Greater Manchester Environment Fund secures £100,000 to help local nature recover

The Greater Manchester Environment Fund (GMEF) has been awarded £100,000 of funding from the government to help look after and restore nature across the region.

The UK Department for Environment, Food and Rural Affairs (DEFRA) has granted the funds to help assist GMEF with its mission of restoring peatland habitats, which will transform them into carbon stores. 

Peatlands are a type of wetland that are among the most valuable ecosystems on Earth.

Damaged peatlands produce greenhouse gas emissions, therefore restoring them is a critical step that environmental organisations use towards addressing climate change.

The land is also critical for preserving biodiversity, as well as being used to minimise flood risk.
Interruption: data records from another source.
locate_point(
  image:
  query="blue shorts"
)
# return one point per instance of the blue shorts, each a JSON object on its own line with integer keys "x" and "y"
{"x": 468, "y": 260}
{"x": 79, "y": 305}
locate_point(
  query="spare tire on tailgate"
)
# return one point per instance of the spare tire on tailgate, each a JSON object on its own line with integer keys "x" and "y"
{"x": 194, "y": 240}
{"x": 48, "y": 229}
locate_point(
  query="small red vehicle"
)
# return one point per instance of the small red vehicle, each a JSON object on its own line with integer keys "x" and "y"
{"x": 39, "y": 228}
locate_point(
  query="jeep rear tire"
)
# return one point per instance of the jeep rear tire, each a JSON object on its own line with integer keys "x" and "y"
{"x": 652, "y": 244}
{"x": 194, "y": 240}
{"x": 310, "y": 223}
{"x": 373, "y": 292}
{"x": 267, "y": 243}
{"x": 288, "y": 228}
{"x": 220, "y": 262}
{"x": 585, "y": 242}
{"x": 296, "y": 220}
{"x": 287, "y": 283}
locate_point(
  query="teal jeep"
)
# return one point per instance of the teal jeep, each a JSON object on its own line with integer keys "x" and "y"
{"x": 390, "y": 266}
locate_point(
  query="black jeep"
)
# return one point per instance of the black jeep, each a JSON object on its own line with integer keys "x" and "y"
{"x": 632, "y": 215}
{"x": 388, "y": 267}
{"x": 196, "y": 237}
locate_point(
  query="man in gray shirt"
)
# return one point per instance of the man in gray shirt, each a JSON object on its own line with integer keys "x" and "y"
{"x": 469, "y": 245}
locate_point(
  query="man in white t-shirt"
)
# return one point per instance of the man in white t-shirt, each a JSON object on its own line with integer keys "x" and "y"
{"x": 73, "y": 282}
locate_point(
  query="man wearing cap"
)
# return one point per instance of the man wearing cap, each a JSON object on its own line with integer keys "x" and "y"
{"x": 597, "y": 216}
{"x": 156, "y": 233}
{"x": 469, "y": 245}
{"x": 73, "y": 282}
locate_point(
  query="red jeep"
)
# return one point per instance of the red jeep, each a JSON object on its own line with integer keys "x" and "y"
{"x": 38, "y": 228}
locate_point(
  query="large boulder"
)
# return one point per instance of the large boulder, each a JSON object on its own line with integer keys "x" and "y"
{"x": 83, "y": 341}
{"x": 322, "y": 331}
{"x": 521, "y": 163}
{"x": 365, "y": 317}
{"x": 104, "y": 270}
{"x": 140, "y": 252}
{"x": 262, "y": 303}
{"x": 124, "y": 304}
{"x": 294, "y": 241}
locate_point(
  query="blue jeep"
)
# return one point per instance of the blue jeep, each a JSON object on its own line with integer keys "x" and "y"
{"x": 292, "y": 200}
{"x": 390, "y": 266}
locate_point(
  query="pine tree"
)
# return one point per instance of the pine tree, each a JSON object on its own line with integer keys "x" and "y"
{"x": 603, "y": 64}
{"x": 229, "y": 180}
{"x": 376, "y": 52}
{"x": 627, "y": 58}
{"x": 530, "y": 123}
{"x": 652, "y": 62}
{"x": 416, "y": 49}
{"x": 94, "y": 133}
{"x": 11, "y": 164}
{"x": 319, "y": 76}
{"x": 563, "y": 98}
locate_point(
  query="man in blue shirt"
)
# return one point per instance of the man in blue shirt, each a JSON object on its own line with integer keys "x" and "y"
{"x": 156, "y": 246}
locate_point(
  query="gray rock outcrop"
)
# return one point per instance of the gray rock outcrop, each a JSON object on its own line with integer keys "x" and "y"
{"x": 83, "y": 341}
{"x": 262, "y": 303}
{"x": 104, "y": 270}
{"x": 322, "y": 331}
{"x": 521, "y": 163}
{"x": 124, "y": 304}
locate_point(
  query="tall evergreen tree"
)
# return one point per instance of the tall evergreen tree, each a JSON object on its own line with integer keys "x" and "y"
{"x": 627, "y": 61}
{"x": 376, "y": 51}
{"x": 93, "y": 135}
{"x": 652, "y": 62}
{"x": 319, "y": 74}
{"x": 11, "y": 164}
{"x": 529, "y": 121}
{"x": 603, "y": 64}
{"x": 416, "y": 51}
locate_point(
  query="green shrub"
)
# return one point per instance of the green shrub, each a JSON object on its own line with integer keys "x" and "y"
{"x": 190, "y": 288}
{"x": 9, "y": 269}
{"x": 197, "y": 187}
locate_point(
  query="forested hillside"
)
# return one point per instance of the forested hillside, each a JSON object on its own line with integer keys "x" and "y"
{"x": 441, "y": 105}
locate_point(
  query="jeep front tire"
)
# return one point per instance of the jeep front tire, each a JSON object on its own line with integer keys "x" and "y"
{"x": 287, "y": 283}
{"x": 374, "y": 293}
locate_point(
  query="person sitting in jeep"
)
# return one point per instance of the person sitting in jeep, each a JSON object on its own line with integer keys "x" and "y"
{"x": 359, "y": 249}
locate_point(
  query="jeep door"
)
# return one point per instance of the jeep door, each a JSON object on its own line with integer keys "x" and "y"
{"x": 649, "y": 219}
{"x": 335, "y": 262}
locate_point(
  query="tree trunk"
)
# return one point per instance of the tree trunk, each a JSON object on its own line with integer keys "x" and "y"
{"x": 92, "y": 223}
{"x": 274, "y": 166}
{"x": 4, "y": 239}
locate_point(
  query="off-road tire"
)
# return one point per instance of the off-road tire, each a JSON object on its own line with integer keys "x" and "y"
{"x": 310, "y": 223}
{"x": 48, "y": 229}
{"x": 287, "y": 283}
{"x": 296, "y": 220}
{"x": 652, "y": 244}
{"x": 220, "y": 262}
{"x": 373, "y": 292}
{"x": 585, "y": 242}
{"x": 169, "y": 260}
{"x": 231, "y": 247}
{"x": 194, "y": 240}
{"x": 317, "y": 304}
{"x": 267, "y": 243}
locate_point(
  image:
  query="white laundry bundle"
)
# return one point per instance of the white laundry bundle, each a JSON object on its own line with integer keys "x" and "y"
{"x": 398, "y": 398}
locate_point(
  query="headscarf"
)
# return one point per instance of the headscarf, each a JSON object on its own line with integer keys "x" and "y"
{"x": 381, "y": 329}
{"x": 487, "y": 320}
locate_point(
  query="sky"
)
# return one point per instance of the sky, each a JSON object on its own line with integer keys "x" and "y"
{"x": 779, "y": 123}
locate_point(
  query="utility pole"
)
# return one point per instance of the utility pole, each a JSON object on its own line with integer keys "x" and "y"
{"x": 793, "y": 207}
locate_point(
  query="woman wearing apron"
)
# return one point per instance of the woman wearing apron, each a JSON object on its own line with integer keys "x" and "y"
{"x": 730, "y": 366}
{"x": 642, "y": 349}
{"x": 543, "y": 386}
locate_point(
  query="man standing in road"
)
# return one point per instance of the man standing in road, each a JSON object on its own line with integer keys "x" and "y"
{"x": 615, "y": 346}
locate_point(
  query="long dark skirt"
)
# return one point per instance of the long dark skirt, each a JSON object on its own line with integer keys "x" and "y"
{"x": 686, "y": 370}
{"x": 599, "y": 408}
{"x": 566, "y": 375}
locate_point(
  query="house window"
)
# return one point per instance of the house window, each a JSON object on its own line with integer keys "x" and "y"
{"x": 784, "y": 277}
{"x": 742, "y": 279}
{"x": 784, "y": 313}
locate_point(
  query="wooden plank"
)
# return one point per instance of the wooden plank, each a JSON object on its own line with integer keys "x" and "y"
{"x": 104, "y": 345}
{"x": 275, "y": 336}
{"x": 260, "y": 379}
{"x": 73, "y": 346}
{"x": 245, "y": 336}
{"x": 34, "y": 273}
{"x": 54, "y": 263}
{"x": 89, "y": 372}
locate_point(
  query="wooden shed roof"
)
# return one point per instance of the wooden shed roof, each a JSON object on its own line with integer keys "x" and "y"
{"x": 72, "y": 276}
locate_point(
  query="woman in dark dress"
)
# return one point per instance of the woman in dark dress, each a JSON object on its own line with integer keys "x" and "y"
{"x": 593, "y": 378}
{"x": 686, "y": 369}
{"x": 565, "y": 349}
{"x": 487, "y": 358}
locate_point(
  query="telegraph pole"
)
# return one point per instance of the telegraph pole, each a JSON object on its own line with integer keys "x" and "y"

The GMEF is the UK’s first regional environmental impact fund and was created in partnership with The Wildlife Trust for Lancashire, Manchester and North MerseysideThe Greater Manchester Combined Authority and Finance Earth to help address local environmental issues.

Earlier this year, the Lancashire Wildlife Trust was successful in securing £1.8million from the Green Recovery Challenge Fund to establish the Greater Manchester Environment Fund, which also promises to provide 37 safeguarded jobs and 12 traineeships.

Resma Patel, Project Manager of Greater Manchester Environment Fund, said: “Greater Manchester’s peatlands are not only key habitats for rare and endangered species, but they are also vital in helping us to fight climate change and reduce the risk of flooding.

“Sadly, they are under threat, only 2% of lowland peatland habitat is left in the North West.

“We are delighted to have received £100,000 from Defra as part of the Natural Environment Investment Readiness Fund to help us transform our precious peatlands. It’s crucial that we invest in our natural world and help nature in Greater Manchester to recover and thrive.”